While Mama's been sick there's been a slight change in the air. A shifting of seasons, a feeling of change, a glimpse of growth. There has been warm sun where there once was a chilly gray sky and there has been a shedding of layers.
Outside the signs of spring are every where. I took a moment from my sickness to get a little sun and fresh air. Jason took me on a little walk (I over did it of course and then had to take a nap) into the woods for a bit of squirrel hunting. I took the camera to get some pictures of growing things. It was so nice to get out into the pines, to smell the air, to feel the sun; I am so glad that winter has passed.
I noticed that a little boy keeps changing and growing too. He has been practicing jumping, making counting sounds, picking up musical tunes, learning to wash his hands like a big kid, learning to annoy the big kids less, he swings on the big kid swings holding on with his little hands like a pro, he's an expert with a spoon too this toddler of mine.
He looks taller, older, wiser to me. He still loves people and thinks he's the most hilarious thing in the world, except now he doesn't like to be held. He eats everything, as long as he can feed himself. He had liver (just a taste) and onions with Papa and Grandma and several sips of goat milk yesterday; and then he begged for more. At church Jason noticed that he "reads" to himself turning the pages of the book thoughtfully. The dog is beginning to trust him too, now that he's a bit calmer around it. Where did this little boy come from, was it while I was sick?

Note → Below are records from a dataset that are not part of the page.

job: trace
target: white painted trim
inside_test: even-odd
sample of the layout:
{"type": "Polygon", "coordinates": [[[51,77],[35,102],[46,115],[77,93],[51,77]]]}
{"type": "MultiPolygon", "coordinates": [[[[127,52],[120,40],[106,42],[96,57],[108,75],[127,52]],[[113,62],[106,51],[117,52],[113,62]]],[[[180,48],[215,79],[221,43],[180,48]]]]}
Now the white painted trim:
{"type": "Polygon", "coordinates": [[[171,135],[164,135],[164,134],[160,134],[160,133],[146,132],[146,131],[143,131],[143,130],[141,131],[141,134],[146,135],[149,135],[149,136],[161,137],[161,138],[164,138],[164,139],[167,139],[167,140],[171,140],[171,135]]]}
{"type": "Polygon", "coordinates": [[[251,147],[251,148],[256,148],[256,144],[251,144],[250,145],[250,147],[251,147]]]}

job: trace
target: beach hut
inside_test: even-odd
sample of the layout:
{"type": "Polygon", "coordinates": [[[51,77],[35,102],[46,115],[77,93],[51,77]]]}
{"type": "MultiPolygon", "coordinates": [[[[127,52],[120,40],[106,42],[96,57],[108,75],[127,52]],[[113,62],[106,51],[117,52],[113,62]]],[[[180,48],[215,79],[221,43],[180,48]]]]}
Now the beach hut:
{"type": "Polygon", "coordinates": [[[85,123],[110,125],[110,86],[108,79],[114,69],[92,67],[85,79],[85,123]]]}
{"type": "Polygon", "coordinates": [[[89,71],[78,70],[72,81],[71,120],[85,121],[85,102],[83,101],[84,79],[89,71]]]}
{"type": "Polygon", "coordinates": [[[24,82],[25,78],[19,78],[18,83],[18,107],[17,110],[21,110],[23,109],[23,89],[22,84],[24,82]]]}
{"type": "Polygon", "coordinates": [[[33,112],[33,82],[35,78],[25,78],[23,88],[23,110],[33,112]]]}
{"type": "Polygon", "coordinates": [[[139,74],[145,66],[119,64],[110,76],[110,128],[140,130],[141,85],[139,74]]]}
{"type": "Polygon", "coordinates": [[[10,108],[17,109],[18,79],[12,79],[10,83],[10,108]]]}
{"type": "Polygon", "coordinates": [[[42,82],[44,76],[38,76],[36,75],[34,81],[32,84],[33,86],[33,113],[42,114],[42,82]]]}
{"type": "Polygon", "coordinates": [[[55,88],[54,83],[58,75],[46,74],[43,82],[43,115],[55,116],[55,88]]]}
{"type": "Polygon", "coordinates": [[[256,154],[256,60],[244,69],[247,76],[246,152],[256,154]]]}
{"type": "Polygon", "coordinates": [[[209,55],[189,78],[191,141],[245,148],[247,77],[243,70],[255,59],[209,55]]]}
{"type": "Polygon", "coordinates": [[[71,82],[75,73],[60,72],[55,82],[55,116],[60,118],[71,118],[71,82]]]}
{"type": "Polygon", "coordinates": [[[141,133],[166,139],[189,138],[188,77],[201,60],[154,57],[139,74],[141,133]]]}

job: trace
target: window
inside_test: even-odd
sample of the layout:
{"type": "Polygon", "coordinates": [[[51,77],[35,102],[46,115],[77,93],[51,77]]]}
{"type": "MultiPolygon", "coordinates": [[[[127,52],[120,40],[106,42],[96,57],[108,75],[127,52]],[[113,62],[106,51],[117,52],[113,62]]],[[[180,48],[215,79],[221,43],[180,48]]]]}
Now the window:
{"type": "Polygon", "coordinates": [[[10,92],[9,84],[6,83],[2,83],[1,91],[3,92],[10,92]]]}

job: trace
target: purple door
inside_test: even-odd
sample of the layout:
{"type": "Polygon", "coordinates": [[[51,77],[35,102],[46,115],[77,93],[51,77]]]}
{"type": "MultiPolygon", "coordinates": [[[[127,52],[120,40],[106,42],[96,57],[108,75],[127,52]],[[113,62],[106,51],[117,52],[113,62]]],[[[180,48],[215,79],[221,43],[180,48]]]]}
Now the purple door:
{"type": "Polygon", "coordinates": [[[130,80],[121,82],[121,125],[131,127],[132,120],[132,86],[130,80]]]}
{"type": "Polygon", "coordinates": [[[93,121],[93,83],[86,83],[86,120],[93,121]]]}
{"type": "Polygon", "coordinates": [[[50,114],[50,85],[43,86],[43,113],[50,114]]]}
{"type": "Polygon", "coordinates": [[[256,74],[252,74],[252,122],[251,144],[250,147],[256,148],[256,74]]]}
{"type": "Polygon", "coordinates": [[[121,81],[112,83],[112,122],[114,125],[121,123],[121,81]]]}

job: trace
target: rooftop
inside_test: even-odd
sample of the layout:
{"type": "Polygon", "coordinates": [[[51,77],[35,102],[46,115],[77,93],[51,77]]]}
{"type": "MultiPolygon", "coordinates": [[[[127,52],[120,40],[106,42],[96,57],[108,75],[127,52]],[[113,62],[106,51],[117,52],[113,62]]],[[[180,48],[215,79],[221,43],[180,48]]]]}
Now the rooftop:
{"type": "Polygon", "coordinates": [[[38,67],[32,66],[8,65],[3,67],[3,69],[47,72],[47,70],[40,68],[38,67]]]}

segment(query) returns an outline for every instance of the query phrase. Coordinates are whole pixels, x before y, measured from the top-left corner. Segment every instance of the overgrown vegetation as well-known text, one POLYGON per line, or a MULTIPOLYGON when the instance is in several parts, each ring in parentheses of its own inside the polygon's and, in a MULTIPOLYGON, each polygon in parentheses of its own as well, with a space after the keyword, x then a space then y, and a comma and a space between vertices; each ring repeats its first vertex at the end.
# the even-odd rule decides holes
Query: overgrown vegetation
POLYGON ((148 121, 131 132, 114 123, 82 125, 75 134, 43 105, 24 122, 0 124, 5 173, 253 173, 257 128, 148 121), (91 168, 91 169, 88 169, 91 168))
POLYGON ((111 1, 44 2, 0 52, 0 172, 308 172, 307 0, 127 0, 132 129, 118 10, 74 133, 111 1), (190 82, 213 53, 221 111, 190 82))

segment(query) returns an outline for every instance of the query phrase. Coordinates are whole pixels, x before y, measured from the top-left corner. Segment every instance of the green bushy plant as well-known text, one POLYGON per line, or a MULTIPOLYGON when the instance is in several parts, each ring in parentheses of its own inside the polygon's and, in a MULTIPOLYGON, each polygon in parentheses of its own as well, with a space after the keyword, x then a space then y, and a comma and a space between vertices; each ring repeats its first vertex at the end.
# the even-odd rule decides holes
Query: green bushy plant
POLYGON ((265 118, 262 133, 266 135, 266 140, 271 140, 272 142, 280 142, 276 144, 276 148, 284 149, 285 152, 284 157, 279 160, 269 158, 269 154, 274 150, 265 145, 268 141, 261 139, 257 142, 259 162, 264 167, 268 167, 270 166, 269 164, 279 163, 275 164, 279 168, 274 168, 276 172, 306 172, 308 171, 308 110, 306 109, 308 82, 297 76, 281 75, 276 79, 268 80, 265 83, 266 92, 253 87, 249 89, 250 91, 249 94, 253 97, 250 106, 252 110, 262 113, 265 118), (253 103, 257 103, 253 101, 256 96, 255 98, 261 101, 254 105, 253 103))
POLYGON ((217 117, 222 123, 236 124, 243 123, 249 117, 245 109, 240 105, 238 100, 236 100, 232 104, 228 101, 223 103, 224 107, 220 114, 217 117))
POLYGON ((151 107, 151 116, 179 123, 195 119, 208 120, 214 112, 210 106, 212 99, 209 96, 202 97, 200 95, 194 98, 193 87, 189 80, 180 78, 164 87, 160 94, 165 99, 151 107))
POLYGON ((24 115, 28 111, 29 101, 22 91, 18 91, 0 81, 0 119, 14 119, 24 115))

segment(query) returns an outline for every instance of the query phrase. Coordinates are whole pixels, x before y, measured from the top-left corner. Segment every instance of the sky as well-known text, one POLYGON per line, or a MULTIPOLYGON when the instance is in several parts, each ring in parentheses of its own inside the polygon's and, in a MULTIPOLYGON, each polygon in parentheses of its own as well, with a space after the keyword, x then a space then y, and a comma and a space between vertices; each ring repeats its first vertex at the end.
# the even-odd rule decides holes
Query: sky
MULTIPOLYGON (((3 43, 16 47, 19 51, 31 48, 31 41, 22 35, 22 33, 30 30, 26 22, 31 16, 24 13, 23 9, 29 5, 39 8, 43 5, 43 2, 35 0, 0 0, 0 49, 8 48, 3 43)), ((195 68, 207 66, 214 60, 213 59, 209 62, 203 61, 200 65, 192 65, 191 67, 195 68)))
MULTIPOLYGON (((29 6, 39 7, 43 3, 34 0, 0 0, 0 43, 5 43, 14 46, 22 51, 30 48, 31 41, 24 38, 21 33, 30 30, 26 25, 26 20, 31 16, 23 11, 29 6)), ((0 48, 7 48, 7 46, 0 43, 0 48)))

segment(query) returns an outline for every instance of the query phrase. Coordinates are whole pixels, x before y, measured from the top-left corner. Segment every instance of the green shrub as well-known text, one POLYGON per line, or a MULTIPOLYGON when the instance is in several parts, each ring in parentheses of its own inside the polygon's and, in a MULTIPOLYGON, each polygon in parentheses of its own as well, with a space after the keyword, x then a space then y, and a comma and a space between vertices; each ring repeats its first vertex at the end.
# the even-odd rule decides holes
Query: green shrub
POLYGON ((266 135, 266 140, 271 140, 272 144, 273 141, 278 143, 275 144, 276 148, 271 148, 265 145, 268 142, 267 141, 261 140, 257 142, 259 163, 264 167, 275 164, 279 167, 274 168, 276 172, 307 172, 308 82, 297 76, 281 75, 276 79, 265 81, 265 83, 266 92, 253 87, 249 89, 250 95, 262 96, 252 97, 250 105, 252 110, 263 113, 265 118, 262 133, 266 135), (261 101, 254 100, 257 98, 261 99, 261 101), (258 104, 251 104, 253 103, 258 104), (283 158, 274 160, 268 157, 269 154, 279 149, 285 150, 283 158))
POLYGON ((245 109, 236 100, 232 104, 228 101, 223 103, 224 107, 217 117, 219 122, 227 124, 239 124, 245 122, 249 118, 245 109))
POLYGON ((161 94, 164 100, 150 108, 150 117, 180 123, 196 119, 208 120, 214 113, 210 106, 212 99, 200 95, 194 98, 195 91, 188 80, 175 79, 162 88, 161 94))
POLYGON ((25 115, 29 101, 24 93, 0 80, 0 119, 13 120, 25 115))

He spent several over nights at Mimi and Bumpa's house so that we could sleep, so that I wouldn't worry about him feeling neglected. Is that when he grew up? Now that I am out of my sickness fog he seems different to me, it's like he slipped from being an infant to a full blown toddler while I was ill. Or maybe, it took his absence from my life for me to see it?
I am enjoying each snuggle that he allows, each kiss, each book, each tug for me to follow, each new taste, each excitement he shares with me because I know that before I can blink he'll be Mr. Independent and he won't think he needs his Mama. I am savoring it as long as he lets me.